In dental foundation training the current scales for D-EPs utilises construct alignment to developmental level recorded by an ordinal categorical six-point scale with six anchors ranging from 'below expectation for FD1' to 'above expectation'. Assessor training and calibration 'group work' has not been found to be particularly effective in medical training,8,9,10 as assessors may agree on performance but interpret scales differently or disagree about response scales even when they agree about what they have observed.8,9,10 Making judgments without clearly defined criteria makes calibration nationally of trainers difficult.

A move to a tool that is well aligned to the expertise and priorities of clinical assessors is a key factor in reducing assessor variance and discrimination.8 In surgical training (UKISCP) procedure based assessments (PBAs) are now used. These still provide a tool for feedback and reflective learning but use a construct alignment to capability for independent clinical practice using a categorical four-point scale with four anchors reflecting competence and supervision requirements during training. PBAs incorporated into dental foundation training would ensure that the assessments would be carried out by a trained clinician, reduce the variability of grading as the descriptors are far more specific; facilitate designation of procedures to be assessed thus allowing for a national standard set of PBAs to be completed by all trainees, and would possibly reduce the overall number of assessments required.

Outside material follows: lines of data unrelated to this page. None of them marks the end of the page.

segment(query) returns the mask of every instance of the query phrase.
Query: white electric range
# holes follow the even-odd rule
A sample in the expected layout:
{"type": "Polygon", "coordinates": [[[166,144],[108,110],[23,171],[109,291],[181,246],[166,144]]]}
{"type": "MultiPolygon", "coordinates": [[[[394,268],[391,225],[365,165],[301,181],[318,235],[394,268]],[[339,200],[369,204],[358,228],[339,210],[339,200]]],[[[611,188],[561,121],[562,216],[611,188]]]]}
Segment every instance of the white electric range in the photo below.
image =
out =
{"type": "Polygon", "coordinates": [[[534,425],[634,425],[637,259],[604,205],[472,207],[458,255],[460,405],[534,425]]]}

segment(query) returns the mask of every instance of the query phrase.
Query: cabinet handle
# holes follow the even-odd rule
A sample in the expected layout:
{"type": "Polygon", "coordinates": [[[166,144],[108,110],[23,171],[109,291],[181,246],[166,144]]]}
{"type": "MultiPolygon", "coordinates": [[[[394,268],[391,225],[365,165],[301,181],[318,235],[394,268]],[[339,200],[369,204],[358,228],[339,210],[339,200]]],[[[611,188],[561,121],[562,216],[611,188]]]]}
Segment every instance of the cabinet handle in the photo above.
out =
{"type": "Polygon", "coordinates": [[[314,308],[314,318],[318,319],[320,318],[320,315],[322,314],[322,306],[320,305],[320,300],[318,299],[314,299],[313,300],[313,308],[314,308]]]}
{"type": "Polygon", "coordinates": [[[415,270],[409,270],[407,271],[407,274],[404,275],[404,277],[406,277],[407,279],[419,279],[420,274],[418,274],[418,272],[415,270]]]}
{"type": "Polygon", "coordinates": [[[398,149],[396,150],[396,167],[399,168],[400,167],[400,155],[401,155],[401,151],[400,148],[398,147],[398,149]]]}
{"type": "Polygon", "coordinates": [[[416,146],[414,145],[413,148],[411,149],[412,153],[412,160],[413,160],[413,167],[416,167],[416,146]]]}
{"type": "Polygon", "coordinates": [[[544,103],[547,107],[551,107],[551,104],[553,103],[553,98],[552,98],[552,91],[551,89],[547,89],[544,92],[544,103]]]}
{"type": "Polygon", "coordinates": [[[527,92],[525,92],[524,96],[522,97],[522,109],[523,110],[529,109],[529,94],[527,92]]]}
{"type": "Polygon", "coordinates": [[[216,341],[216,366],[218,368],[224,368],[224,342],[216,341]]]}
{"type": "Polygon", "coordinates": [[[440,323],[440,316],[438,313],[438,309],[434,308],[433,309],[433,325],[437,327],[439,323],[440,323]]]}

Case-based discussions were felt by both trainers and trainees to be the most beneficial of the WPBAs in providing feedback for the trainees developmental needs and improving patient care. It was disappointing to note that these assessments were occasionally carried out by someone other than the trainer for example, practice manager. This is unacceptable and confirms the findings within the study that training of trainers and trainees in the proper use of WPBAs is lacking.

In this study the patient assessment questionnaire (PAQ) was regarded as having a positive impact on the training experience. The use of a WPBA that is reliable, has an educational impact, is valid and feasible is important when making assessments of performance in the workplace. One of the difficulties with patient satisfaction questionnaires is ensuring that the questions are appropriate, unambiguous and designed for the purpose intended.

Within medical practice the consultation and relational empathy measure (CARE) has been developed and validated in primary care and has been shown to reliably discriminate between doctors.11 In the current study it was felt by trainers and trainees that the design of the PAQ utilised in dental foundation training did not necessarily deliver valid feedback, with inappropriate questions and little opportunity for patients to comment other than grade, for example the trainees' empathy.

It was also evident that the method of dissemination of the questionnaire to patients and the collection and dissemination of the data varied between the deaneries. This again highlighted the need for training for both trainers and trainees on the use of patient assessment questionnaires.

A recent multicentre study demonstrated that multisource feedback from professional colleagues and patient feedback from consultations is more likely to provide a reliable and feasible opinion of clinical performance.12 In addition to a formative role of providing feedback on progress and performance it is suggested that these two tools are reliable enough to inform a high stakes judgment on the outcome of training and therefore introduction of MSF should be considered in the future.

Conclusions

The results from this study confirm that the experience of WPBAs is positive in that they have a role in the trainees' learning during foundation training. In order to provide a consistent approach to the delivery of foundation training and its learning outcomes nationally changes are required to the WPBA tools used. The importance of comprehensive training in their use for both trainers and trainees has also been highlighted.